Nazi propaganda directly connected Mickey Mouse to Jews; Spiegleman is simply picking up on this trope and subverting it.

As scholar Linda Hutcheon writes, “In drawing Jews as mice, then, Spiegelman counter-discursively answers back to this cultural association, reappropriating and resignifying a negative image that once fueled anti-Semitism, in part by showing precisely how such ‘mice’ were made into the victims of sadistic Nazi ‘cats.'” Hutcheon argues that the epigraph centered on Mickey Mouse “points to important historical connections not only between mice and Jews in the Nazi imagination but between Maus and the history of the mass culture form of the comic genre.”

Anyhoo, all this is to say, linking Jews to Mickey Mouse may not have been Disney’s original intent, but it became a thing in the Nazi imagination.

“The Barnyard Battle,” a 1929 Mickey Mouse cartoon, was banned in Nazi Germany. In it, Mickey and his mouse pals defend their farm against German cats.
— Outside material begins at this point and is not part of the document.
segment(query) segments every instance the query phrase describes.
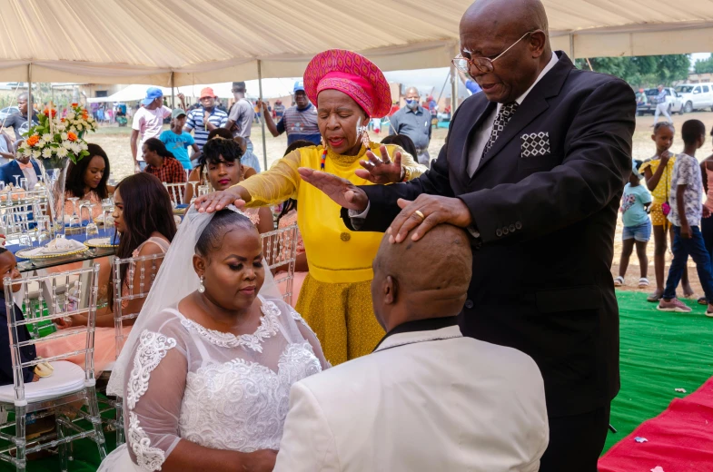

As the New York Times reports, “The German censor banned ‘The Barnyard Battle’ on the grounds that ‘the wearing of German military helmets by an army of cats which oppose a militia of mice is offensive to national dignity.'”

Again, nothing Jewish here, just pointing out that the German-as-cats metaphor existed long before Maus.

Here’s another piece of Nazi propaganda, from 1942. In German, the title reads, “The cats will not let the mice be!” (Nazis = cats; Jews = mice.)

Nazi propaganda
(Via United States Holocaust Memorial Museum)

In MetaMausSpieglelman’s look inside Maus, he writes, “Years after Maus, I discovered there was a cartoon booklet drawn in 1942 by a prisoner in a French internment camp (he died in Auschwitz later that year), called Mickey in Gurs — another validation that I’d stumbled onto a way of telling that had deep roots.”

mickey au camp gurs
(via boingboing.net)

(Here’s a thread about the comic you should read!)

We could keep going…

All this is to say: There’s really no way to know whether or not Walt Disney intended Mickey Mouse as an anti-Semitic stereotype. We don’t know whether or not he thought of Jews as mice/rats/vermin. But what we do know is that this trope was echoed in Nazi propaganda, with one newspaper (and most likely many others) equating Jews with Mickey Mouse himself. And, decades later, Art Spiegleman consciously depicted Jews as mice, as a way of subverting Nazi propaganda in telling a Holocaust story.

So when Ilana says in Broad City, “Mickey Mouse was supposed to represent a dirty little Jew, straight up,” it’s not necessarily true — but also not necessarily false.